Six Songs  photo ATCR_zps8e5e179b.jpg

A Tribe Called Red, "NDN Stakes" / "Sisters" The two best tracks on the year's second-best long-player. Nation II Nation is a seamless merging of the pleasure principle grounding EDM's precipitous economic ascent with principles of the political and moral variety--low end theory meets post-colonial theory, or something to that effect. The "drop" at 1:15 in the former song could alone power a revolution, and/or catapult Ian "DJ NDN" Campeau, Dan "DJ Shub" General, and Bear Witness up to the front ranks of elite (read: ming-bogglingly rich) DJs. The thoughtful, implicit auto-critique of misogyny represented by the latter track, though, gives reason to be optimistic that they might decline the seven-figure Vegas tenure they're sure to be offered sooner rather than later.

Lady Gaga, "Applause" The first five, six, seventeen times I heard it, I wasn't sure. Now I am: it's really good, like "Paparazzi" or "Bad Romance" good. I admit that I had sort of quietly, personally half-written her off when Born This Way lacked a track approaching those two or this one. It wasn't a bad record, but it was a boring record, which is worse if you're anyone but especially if you're Lady Gaga. "Applause" is a sign of life. She's not done yet, what a relief.

Miley Cyrus, "Adore You"The Bangerz opener is absoutely beautiful and entirely unexpected. It's a love song as testament of undying devotion, thrillingly unironic, sung gorgeously and urgently, reminiscent of something like "There Is a Light That Never Goes Out" in the earnestness of its romantic conviction. To be sure, it's no more a calculated display of classy "maturity" than "We Can't Stop" was a measured expression of the opposite. She's a complex artist because she's a complex person because people are complex, duh. She's also smarter and more talented than most of her contemporaries, to say nothing of her critics.

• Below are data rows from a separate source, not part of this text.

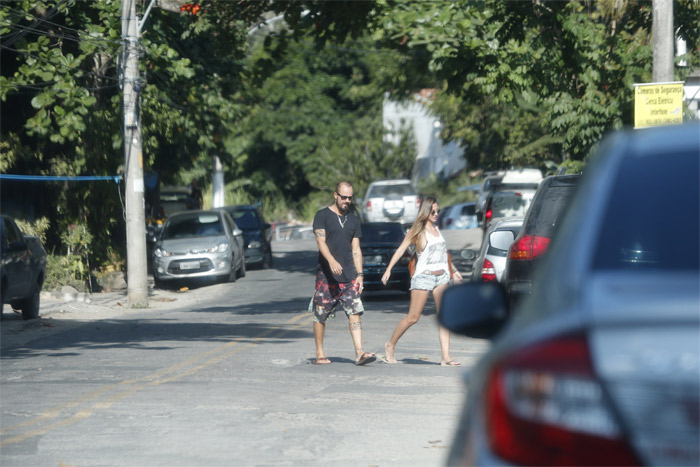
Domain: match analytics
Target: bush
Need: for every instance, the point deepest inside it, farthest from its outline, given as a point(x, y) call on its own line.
point(59, 272)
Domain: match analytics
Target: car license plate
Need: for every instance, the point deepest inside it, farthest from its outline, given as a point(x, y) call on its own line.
point(372, 259)
point(189, 265)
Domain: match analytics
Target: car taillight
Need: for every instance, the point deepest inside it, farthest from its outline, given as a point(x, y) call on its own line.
point(488, 272)
point(545, 407)
point(528, 247)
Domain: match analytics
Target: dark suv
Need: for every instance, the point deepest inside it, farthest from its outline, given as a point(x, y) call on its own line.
point(257, 234)
point(507, 200)
point(529, 246)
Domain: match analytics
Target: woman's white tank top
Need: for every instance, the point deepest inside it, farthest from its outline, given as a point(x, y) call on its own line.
point(434, 256)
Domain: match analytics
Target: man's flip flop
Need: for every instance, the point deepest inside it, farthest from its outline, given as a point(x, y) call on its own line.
point(450, 363)
point(390, 362)
point(366, 358)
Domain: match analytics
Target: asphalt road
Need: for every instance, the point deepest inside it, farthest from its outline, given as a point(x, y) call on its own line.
point(222, 375)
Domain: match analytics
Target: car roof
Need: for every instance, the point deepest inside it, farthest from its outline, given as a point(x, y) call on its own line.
point(195, 213)
point(506, 222)
point(522, 176)
point(250, 207)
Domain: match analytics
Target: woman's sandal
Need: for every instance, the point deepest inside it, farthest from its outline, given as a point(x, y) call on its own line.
point(366, 358)
point(450, 363)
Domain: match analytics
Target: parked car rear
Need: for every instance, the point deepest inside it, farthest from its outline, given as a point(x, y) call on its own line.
point(600, 365)
point(508, 200)
point(458, 216)
point(257, 234)
point(542, 219)
point(390, 201)
point(22, 268)
point(490, 260)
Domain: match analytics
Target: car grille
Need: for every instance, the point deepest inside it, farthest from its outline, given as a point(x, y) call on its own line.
point(185, 266)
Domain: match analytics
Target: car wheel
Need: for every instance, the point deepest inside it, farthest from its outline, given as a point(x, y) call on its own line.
point(267, 260)
point(30, 305)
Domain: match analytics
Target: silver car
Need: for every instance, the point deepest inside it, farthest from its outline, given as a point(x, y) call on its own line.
point(600, 365)
point(490, 261)
point(390, 201)
point(199, 244)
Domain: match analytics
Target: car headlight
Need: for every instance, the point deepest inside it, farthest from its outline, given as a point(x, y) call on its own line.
point(219, 248)
point(159, 252)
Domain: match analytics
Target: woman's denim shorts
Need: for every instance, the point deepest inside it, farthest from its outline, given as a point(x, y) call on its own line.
point(429, 281)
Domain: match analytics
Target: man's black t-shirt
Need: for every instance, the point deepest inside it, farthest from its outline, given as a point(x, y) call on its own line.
point(340, 230)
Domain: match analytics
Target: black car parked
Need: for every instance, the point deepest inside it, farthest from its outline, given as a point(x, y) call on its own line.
point(378, 243)
point(507, 200)
point(257, 234)
point(540, 222)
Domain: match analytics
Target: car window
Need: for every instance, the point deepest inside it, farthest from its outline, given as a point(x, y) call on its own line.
point(647, 226)
point(387, 233)
point(245, 219)
point(510, 203)
point(547, 211)
point(378, 191)
point(198, 226)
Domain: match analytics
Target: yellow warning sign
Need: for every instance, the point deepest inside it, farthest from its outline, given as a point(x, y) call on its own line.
point(657, 104)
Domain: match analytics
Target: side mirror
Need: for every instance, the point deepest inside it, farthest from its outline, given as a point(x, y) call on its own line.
point(469, 255)
point(474, 309)
point(501, 239)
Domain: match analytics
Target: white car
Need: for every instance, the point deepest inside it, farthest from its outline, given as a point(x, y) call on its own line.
point(600, 364)
point(197, 245)
point(390, 201)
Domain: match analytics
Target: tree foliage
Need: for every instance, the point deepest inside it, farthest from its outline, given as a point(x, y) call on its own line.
point(292, 109)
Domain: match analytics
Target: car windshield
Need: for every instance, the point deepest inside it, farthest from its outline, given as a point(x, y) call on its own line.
point(382, 233)
point(383, 190)
point(245, 219)
point(510, 203)
point(650, 230)
point(547, 213)
point(202, 225)
point(468, 210)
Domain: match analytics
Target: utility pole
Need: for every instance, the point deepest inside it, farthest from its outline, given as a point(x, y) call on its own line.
point(663, 38)
point(136, 257)
point(217, 183)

Katy Perry, "Roar" The continued popularity, success, and not-bad qualitative consistency of Katy Perry is another case altogether, from Miley or from Gaga. The impulse to biographical interpretation elicited by Miley and Gaga, or by, say, Taylor Swift, Justin Timberlake or Bieber, or pretty nearly any current North American superstar, is virtually absent when listening to Katy Perry songs. Perry's songs (doesn't the more formal last-name reference feel more natural for her, in contrast to most pop stars?), with "Roar" a particularly illustrative case, are for singing in the car or the shower or at the bar when you've had enough to drink that you realize on some level that you are Katy Perry. We are all Katy Perry, and she is all of us. "Roar," "Last Friday Night," "E.T." "Teenage Dream," etc. do not suggest the appearance that they are legible psychic traces adding up to a singular, interesting human being. They are karaoke classics and they are mirrors, which always reflect the same thing, never more and never less.

Eminem, "Berzerk" It's now been months since this dropped and I still can't believe it: a new Eminem song that's fucking good. Murmured obituaries for Lady Gaga may have been premature and unfair; the last time Em released something close to this good Kanye was a hot producer who, rumor had it, was considering recording a solo album, Drake was shooting the second season of Degrassi: The Next Generation. The K-Fed reference dates him in a bad way, while the Beastie Boys reference dates him in a good way. Right, he's no spring chicken. And yet somehow, for the SNL performance, Em looked nary a day over 8 Mile. Rick looked ancient.